Reporters Without Borders has responded to the claims by Albanian Prime Minister Edi Rama that the reports of media violations in the 2021 World Press Freedom Index were “lies” and “fantasy”, by debunking him.
Albania fell 20 places in this year’s index to a historic low of 103, news that Rama did not take well. He took to Twitter to claim there is no intimidation of the media, no court cases against journalists, no anti-defamation package, no police violence, no political attacks, and added that there was no such thing as ethical self-regulation in the media.
Pavol Szalai, the head of the European Union and Balkans Desk released a statement on Friday in which he explained the methodology behind the ranking. He noted that the methodology had changed from 2020 to 2022 and that Albania had fallen partly due to this and partly due to other countries such as Serbia and North Macedonia rising.
However, he was clear that “in the period measured by the index, press freedom clearly deteriorated in Albania.”
He then went on to refute each of Rama’s claims, providing evidence of each one.
“First, journalists do indeed suffer police violence. Examples from 2021 and early 2022 are here, here, here. Later in 2022, the police continued to use force arbitrarily against journalists (here and here). Beyond police violence, journalists are threatened by mafia or online, while the authorities are slow to react as shown by the case of the journalist Alice Taylor,” he wrote.
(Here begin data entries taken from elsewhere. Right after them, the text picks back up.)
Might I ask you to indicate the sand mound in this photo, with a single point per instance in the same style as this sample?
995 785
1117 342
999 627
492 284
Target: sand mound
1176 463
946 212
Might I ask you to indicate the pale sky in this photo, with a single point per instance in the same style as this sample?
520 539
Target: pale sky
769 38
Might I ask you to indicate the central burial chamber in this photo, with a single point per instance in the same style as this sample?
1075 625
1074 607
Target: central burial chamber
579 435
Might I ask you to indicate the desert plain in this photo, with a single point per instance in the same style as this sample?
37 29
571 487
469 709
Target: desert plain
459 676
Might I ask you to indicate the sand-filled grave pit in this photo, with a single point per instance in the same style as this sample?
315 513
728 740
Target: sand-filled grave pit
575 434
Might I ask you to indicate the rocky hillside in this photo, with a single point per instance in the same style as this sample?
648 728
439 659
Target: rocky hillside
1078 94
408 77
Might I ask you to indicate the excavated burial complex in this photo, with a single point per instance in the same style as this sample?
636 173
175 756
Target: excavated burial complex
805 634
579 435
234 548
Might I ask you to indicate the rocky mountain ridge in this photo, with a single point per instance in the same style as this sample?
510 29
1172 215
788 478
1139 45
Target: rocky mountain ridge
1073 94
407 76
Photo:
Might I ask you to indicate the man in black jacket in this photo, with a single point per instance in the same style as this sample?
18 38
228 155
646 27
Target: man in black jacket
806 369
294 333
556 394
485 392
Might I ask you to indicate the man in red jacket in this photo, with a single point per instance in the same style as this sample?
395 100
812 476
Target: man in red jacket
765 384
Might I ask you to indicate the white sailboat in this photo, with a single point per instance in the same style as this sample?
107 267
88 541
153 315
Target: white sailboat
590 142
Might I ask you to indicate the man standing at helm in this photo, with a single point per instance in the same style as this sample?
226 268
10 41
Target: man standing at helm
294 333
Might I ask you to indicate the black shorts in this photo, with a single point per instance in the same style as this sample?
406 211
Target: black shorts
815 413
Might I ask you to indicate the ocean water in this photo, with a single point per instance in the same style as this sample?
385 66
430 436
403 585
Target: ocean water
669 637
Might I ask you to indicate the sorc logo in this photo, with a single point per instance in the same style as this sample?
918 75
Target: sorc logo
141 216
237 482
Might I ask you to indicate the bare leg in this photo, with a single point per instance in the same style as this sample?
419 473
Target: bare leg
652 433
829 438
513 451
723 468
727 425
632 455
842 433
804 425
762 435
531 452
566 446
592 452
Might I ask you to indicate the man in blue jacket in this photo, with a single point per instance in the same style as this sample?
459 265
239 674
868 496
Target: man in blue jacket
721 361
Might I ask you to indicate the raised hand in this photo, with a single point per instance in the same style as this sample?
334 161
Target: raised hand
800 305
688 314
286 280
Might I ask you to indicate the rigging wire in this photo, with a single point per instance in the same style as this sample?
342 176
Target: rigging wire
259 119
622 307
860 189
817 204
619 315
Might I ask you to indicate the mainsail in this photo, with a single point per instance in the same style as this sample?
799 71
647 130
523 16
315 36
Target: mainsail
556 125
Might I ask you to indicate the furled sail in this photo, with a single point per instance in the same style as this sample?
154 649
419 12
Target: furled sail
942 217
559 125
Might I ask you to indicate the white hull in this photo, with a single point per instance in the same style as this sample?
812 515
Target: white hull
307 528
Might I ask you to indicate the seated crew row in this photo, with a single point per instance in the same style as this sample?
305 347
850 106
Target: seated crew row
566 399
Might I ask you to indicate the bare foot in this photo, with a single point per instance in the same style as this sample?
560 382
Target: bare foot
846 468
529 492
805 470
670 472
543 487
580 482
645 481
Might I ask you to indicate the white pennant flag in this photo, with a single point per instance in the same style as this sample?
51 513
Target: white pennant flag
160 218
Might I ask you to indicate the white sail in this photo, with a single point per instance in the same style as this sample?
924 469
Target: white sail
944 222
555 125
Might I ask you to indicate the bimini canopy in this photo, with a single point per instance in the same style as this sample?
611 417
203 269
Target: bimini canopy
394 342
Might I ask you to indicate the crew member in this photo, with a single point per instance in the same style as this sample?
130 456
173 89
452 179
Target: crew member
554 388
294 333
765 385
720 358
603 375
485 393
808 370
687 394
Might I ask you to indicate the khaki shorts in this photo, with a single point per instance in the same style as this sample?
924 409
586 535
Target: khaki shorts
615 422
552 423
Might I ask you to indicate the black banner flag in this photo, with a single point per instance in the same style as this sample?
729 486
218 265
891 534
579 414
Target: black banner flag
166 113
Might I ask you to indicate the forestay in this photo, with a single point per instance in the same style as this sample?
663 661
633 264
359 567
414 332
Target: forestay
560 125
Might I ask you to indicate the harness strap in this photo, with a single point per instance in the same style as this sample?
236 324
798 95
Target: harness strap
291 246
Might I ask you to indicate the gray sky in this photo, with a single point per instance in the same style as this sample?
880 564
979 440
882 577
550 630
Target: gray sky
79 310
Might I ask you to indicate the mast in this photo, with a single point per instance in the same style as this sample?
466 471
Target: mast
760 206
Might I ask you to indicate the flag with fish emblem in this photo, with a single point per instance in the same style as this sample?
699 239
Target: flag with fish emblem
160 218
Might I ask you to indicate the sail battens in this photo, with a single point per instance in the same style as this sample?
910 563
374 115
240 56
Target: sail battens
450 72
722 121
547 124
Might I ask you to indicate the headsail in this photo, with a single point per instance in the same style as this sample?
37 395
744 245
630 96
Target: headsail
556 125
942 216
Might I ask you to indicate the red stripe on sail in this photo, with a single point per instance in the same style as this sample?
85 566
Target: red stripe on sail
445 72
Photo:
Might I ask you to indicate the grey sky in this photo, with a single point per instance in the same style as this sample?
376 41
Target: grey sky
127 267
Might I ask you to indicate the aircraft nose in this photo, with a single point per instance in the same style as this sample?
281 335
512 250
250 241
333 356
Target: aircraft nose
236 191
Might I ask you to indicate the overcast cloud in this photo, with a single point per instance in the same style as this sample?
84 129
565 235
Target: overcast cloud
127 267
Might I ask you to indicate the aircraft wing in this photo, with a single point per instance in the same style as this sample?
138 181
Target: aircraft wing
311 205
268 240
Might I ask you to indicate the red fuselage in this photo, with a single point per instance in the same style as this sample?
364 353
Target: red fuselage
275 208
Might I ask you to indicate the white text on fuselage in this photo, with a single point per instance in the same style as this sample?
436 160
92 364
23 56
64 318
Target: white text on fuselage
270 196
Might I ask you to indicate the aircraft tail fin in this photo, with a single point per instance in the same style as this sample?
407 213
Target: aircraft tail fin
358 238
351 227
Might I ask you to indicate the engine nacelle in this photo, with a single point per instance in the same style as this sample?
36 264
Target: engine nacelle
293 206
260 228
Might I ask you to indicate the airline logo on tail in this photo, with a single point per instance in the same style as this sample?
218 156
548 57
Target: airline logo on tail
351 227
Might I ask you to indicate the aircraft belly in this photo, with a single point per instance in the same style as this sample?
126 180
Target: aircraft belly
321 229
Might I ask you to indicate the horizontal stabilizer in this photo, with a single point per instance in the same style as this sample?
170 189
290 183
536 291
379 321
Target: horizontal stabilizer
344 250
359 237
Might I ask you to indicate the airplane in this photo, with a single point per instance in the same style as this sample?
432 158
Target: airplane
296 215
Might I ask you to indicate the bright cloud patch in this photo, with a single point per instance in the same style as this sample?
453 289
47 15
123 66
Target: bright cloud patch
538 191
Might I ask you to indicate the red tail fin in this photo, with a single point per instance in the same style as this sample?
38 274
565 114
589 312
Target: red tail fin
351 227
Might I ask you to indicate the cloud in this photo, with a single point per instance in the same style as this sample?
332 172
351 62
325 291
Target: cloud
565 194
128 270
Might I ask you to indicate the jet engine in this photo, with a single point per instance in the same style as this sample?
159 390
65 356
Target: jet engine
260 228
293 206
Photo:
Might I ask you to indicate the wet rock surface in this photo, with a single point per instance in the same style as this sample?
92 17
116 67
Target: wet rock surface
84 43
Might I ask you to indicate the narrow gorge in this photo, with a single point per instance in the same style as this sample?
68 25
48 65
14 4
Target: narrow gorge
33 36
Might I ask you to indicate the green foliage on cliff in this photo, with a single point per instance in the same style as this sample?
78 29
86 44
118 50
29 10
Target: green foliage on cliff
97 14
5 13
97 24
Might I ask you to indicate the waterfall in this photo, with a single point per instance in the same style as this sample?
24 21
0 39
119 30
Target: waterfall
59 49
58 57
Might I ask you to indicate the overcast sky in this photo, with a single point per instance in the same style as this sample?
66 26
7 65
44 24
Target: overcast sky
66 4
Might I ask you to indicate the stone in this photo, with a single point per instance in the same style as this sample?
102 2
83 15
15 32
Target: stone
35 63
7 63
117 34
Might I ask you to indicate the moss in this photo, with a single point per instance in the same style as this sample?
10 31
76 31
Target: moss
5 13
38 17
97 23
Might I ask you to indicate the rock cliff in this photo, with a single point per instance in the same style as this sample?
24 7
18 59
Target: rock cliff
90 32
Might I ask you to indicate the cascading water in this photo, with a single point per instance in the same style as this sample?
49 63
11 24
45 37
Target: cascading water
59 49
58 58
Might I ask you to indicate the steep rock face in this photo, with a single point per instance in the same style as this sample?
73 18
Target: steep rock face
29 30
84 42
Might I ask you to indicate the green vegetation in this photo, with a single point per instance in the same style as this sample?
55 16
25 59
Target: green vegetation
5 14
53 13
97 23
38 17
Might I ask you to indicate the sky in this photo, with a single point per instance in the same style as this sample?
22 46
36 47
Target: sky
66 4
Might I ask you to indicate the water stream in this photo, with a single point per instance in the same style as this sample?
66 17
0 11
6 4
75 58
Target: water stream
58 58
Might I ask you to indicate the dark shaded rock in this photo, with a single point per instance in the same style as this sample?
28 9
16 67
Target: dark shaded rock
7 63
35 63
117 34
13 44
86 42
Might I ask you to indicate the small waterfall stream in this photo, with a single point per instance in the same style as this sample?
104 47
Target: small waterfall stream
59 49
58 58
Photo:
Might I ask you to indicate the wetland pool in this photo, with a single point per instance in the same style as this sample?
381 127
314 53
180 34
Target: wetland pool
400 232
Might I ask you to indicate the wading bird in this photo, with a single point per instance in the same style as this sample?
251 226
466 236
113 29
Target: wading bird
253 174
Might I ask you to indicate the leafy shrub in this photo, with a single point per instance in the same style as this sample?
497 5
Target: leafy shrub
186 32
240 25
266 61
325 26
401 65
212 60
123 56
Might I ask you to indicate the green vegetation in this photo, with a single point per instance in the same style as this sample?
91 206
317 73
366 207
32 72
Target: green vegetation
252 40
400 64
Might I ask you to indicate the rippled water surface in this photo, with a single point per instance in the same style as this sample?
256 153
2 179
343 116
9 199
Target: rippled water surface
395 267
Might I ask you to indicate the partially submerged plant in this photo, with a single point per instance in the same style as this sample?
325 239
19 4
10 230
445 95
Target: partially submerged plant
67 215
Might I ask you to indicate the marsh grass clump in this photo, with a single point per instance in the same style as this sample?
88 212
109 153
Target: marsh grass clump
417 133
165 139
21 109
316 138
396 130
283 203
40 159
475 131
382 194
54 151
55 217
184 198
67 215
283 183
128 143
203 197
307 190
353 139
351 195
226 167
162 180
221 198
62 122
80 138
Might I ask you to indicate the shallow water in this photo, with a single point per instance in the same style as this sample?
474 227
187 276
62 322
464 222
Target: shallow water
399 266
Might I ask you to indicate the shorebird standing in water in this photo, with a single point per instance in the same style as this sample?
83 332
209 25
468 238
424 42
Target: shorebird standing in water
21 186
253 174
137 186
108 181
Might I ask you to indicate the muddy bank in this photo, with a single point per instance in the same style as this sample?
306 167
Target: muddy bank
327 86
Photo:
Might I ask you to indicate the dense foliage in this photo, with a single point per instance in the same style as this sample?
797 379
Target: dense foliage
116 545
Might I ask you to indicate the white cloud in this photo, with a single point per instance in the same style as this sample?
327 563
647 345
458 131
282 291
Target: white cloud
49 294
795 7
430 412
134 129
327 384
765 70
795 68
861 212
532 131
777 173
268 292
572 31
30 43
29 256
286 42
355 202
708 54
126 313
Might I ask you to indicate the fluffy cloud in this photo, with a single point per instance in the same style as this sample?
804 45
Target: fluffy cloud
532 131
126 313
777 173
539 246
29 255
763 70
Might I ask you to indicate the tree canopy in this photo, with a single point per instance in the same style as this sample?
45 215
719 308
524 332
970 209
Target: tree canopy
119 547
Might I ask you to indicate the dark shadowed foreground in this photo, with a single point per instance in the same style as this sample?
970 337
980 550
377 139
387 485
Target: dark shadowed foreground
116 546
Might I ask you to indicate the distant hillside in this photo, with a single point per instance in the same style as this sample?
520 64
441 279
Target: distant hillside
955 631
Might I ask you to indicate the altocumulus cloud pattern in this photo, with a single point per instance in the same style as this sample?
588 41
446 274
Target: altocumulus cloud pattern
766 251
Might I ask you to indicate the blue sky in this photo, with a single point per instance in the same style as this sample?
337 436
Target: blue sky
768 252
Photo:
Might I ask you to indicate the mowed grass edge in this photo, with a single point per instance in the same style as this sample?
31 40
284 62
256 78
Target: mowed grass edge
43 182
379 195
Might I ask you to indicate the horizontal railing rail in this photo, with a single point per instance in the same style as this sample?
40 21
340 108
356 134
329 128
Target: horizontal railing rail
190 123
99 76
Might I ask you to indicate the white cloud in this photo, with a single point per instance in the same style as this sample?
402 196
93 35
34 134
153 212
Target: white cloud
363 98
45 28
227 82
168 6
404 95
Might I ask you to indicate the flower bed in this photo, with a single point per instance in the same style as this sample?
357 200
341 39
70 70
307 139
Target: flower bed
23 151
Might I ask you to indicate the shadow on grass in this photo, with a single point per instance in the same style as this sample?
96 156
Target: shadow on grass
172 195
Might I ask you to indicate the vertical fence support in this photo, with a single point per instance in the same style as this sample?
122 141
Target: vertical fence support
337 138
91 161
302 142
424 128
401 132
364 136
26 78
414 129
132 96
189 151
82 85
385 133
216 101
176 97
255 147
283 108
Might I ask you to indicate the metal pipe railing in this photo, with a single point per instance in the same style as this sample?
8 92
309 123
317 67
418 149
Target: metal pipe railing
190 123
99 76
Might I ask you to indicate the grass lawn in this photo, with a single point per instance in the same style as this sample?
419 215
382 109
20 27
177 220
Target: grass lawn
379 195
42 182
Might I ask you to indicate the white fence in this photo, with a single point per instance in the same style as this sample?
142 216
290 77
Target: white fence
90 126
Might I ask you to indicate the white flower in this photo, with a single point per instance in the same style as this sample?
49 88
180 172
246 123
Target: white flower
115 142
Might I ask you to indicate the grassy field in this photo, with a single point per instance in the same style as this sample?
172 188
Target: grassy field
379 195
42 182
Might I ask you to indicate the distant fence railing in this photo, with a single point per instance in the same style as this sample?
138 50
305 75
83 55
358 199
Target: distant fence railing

Szalai then noted that “contrary to the prime minister’s statement, journalists are regularly politically attacked in Albania.” He noted Rama’s recent comparison of the media to Nazis, pedophiles, and terrorists at an OSCE conference.
“In addition, the Prime Minister – reelected in 2021 – had a close associate of his party to be elected as head of AMA. This is the same media regulator which should be further and disproportionately strengthened by the anti-defamation package, a pending legislative proposal dangerous for press freedom. Moreover, in this context, the Prime Minister failed in 2021 to provide guarantees that the new centralisation of his government’s communication will not impede the right to information,” Szalai noted.
He added that acts such as these contributed to Albania’s low score in the “political context” section, second only to the “economic context” where it scored worst due to “the negative impact of the Covid-19 crisis on the financial health of Albanian media further aggravated by the opaque and unfair distribution of public funds to the detriment of the independent media.”
Lastly, on the topic of self-regulation that Rama said does not exist, Sazlai noted, “I would like to once again hail Ethical Media Alliance’s efforts to create a platform for ethical self-regulation, a very precious initiative to improve media ethics which is a serious issue in Albania.”
The European Commission also reacted to the news of Albania’s ranking following questions sent by Exit. A spokesperson said the Commission has taken note of the results, adding that “Respect of these fundamental rights is at the core of our policies and a key part of accession criteria and are continuously assessed throughout the accession process.”
The spokesperson added they are monitoring the progress and efforts required to consolidate the protection of the media in Albania and are engaged in making recommendations at a high political level.
“The Commission‘s annual reports on Albania also thoroughly assess these matters, based on input from a variety of sources, including contributions from the government, the EU Member States, European Parliament reports and information from various international and non-governmental organisations. It also includes the results of comparative assessments and indices produced by other stakeholders. The next annual report is expected to be published later this year,” they added.
Just a day after Rama denied any political attacks on journalists, RSF reported on an attack by him, against Syri TV reporter Ambrozia Meta.
Meta asked Rama about Albania’s fall in the RSF Index, and he replied by saying she needed to be “reeducated”. This came after he put her under a two month embargo, effectively banning her from any interaction with him after she asked him about the arrest of two members of his Socialist Party.
RSF tweeted, “such a scandalous information embargo has no place in a country that wants to join the EU”.